Climate: The climate control system works well, but we wouldn't put the top down if the temps are lower than 50 degrees. The hard top, on the other hand, helps when the temps get really cold. Far better than the cloth top from the regular Miata.




The Miata has not been crash tested by either body, but it does have decent safety tech.

IIHS Rating: Not tested

NHTSA Rating: Not tested

Standard Tech: Our Grand Touring tester with a tire pressure monitoring system, blind spot monitoring, ABS brakes with electronic brake distribution and brake assist, rear cross traffic alert, rain sensing wipers, auto-dimming driver side mirror, adaptive front lighting, high beam control, and a lane departure warning system.

Optional Tech: None.




Don't road trip with more than a couple of small bags because the trunk space is small, even smaller than the soft top. Interior storage options are also limited, but that's a roadster for you. In terms of storage and cargo for a model like this, the MX-5 Miata RF does pretty well.

Storage Space: There's a small armrest compartment in the center console, but it doesn't hold much. Opt to use the bigger glovebox between the seats, and you can toss in more gear. The removable cupholders that dock just aft of the armrest compartment are definitely afterthoughts, but they work just fine if your cup/mug isn't giant.

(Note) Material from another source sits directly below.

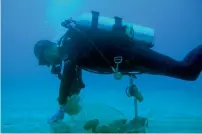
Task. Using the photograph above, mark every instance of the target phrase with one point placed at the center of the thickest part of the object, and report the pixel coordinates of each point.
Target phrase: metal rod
(135, 100)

Cargo Room: There's 4.48 cubic feet of trunk space in the RF, down from the soft-top's 4.59 cubic feet. No one will notice the difference, really. You still can go to the grocery store and get a couple of bags in, thankfully, and even take a weekend trip with a couple of medium-sized duffels.

Fuel Economy



The Miata RF gets pretty good efficiency if you can manage to avoid driving it like you stole it. Our numbers weren't bad, given the fact that we mashed the gas whenever we could.

Observed: 20.2 mpg

Distance Driven: 115 miles




The 9-speaker Bose sound system comes standard on the Grand Touring trim model, and it does churn out good sound quality. It's no powerhouse, though, and it seems to lack the chops to deliver when the top is down and you're driving at highway speeds.

Final Thoughts

There's no car on the market like the MX-5 RF. Not only is it a true sports car for a bargain price, but it's also beautiful to look at. No car will make you feel like a kid again the way this car will. It's a truly exhilarating driving experience, and it manages to keep the analog experience alive and well. Could it use even more power? Sure, but no one will complain about how fun it is to drive. We also would be remiss to leave out the MX-5's awesome reliability. When other sports cars are in the junk heap, the MX-5 will soldier on. We love it for so many reasons, and you'd be best served to get one now befor they make it electric.